Viennent ensuite les emplois de service et de proximité où le travailleur est nécessairement en contact avec des clients liés à des zones géographiques bien précises : hôtesse, infirmière, peintre en bâtiment, commerçant. Ces métiers, forment actuellement la majorité de nos emplois. Par essence non “délocalisables”, ils sont le lieu de concurrence entre population autochtone et immigrée.

Au sommet de la hiérarchie se rencontrent les emplois de “manipulateurs de symboles” qui gèrent les situations difficiles, conçoivent les nouveaux produits et font fonctionner leur créativité en toute liberté. Ce sont les managers, les chercheurs et autres concepteurs. Hautement qualifiés, ils sont libres de toute lien que ce soit vis-à-vis d’un outil de production, d’un pays ou d’une firme particulière.

Cette typologie est très hiérarchisée, et peut conduire au dénigrement des travaux de « bas étage » dans l’échelle. S’il est vrai que ces « petits » métiers sont plus fragiles, il n’en reste pas moins qu’ils peuvent être vécus dans une très grande dignité et qualité de relations humaines.

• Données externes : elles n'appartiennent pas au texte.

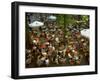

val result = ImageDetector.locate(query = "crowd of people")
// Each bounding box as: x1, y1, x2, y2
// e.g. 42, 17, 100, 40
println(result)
25, 19, 89, 68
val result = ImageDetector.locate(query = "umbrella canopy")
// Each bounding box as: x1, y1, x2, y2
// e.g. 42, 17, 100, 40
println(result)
81, 29, 90, 38
48, 15, 57, 20
29, 21, 44, 28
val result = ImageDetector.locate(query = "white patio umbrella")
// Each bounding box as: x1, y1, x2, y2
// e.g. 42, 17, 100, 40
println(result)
48, 15, 57, 20
29, 21, 44, 28
81, 29, 90, 38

Il faut éviter, nous semble-t-il, d’hiérarchiser les types de travaux, mais plutôt de voir en chacun sa spécificité et sa valeur, tout en essayant d’y intégrer le plus possible les valeurs des autres manières de travailler : l’écologie du paysan, la force et le dynamisme de l’ouvrier, la créativité de l’artisan, la mise-en-relation de l’employé, etc.  

En conclusion, le travail est intimement lié aux capacités et qualités de l’homme et de la femme, et il doit les mettre en valeur. Le travail n’est pas un pis-aller, une nécessité mais véritablement une expression de notre humanité. A nous de le rendre plus humain, pour le plus grand nombre.

Notes :

  • [1]Dictionnaire historique de la langue française, Dictionnaires Le Robert, Paris, 1992, page 2159.

    [2]Cité par Annie Jacob, in Partage, numéro 92, octobre 1994, page 16.

    [3]Cette acception du mot “travail” se généralisera à toute activité produisant un effet, qu’elle soit humaine ou non.  On parlera du “travail des ans” ou “du bois qui travaille la nuit”.

    [4]cfr.H.Arendt, La condition de l’homme moderne, Calmann-Lévy (éd.Pocket), 1961, page124 et A.Gorz, Métamorphoses du travail, Quête du sens, Galilée, page 28.

    [5]Les trois catégories proposées par H.Arendt sont à comprendre dans le contexte de l’agir humain en général, qui déborde largement le cadre de cette étude.

    [6]En France, il y avait dans les années soixante-dix moins d’un travailleur sur deux employé dans le tertiaire (47%).  Vingt cinq ans plus tard, il y en a plus de deux sur trois (68%).

    [7]R. Reich, L’économie mondialisée, chap.2 : les trois catégories d’emplois de l’avenir, page 157, Dunod, Paris, 1993.